最近よく耳にすると思いますが、今年の4月からこの病態の健診が始まりました。これまで、シンドロームXとか死の四奏、代謝異常症候群など様々な名称で呼ばれていたものを統一してカタカナでメタボリックシンドロームと命名されました。太ったらどうなるかというと、ちょっとややこしいのですが肥満、特に内蔵型肥満により溜まった腸間膜脂肪(いわゆる食材の網アブラ)などから分泌された遊離脂肪酸が肝臓で脂肪合成などに影響を与えて高脂血症、動脈硬化、高血糖などをもたらし、かつ脂肪細胞から生理活性物質(アデポサイトカインのうちアディポネクチンという物質)の分泌不全により直接動脈硬化性疾患の危険性を高める危険性が増すと考えられているからです。このことから肥満の改善が心臓血管障害の予防に役立つとの考えから注目されています。診断基準は臍の周りの腹囲が男性85cm以上、女性90cm以上が必ずあり、かつ採血で中性脂肪が150mg/dl以上か善玉コレステロール(HDLコレステロール)が40mg/dl以下、130/85以上の高血圧症、空腹時血糖が110mg/dlの3項目のうち2項目以上があればメタボリッツクシンドロームと診断されます。血圧の基準もかなり厳しいものになっています。では、透析を受けている人の動脈硬化とメタボリックシンドロームの関係は?というと肥満者の割合は1%前後と少ない割りに8~26%と多くなっています。身体は痩せているのに内臓に脂肪が溜まっていることも考えられますが、糖尿病の人は相対的に太っており、糖尿病からの腎不全症の頻度が40%を超える様になっているためと考えられています。しかし、透析を行なううちに何らかの食事制限や逆に栄養不足をきたして肥満の頻度は低下します。
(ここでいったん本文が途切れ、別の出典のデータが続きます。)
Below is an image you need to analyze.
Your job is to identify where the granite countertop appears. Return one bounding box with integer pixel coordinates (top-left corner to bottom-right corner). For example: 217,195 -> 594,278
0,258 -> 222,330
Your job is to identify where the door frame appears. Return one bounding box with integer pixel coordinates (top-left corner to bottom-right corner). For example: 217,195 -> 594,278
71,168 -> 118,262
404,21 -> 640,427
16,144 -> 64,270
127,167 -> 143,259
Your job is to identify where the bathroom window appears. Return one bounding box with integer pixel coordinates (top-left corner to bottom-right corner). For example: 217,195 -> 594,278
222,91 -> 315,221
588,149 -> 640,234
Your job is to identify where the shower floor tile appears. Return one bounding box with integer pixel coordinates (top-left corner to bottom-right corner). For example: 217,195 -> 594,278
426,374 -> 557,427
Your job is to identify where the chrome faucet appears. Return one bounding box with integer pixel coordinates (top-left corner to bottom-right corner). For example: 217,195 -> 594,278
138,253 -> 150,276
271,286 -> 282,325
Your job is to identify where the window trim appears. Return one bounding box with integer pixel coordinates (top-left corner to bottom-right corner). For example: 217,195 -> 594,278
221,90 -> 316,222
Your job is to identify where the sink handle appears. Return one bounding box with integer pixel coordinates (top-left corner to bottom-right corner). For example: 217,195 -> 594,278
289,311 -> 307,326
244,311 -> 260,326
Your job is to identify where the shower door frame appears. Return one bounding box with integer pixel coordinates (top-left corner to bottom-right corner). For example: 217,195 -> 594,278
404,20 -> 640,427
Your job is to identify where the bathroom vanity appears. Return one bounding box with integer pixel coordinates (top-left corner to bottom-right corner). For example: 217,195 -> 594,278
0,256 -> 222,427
脂肪細胞から分泌されるアディポネクチンは透析患者では有意に高くなっており、分泌不全はおこっていません。つまり動脈硬化の進行因子ではないと考えられます。血圧に関しては一般の人では命を脅かす因子ですが、透析中の血圧変動など様々な状態であるため因果関係は不明ですが、日本透析医学会統計調査では高血圧患者ほど長生きしているとの報告もあります。コレステロールに関してはLDLコレステロール(悪玉コレステロール)を下げたりHDLコレステロール(善玉コレステロール)を上昇させたりなどの脂質低下療法を行なっても冠動脈硬化は予防できないとの報告もあります。また、血糖コントロールに関しても肥満解消の助けにはならないし、血糖コントロールの指標のヘモグロビンA1cは貧血や増血剤のエリスロポエチンの影響を受けるため血糖値やヘモグロビンA1cの明確な基準がありません。肥満の透析患者が早死にすることはないと考えられており、逆に透析患者の場合は低栄養状態が動脈硬化性病変を引き起こすと考えられています。
透析を受けておられる腎不全症での動脈硬化病変はメタボリックシンドロームで問題となる肥満や脂質や血糖値や血圧といったものでは起こらないということです。
ただし、これから検討を重ねるうちに違った見解がでるかもしれません。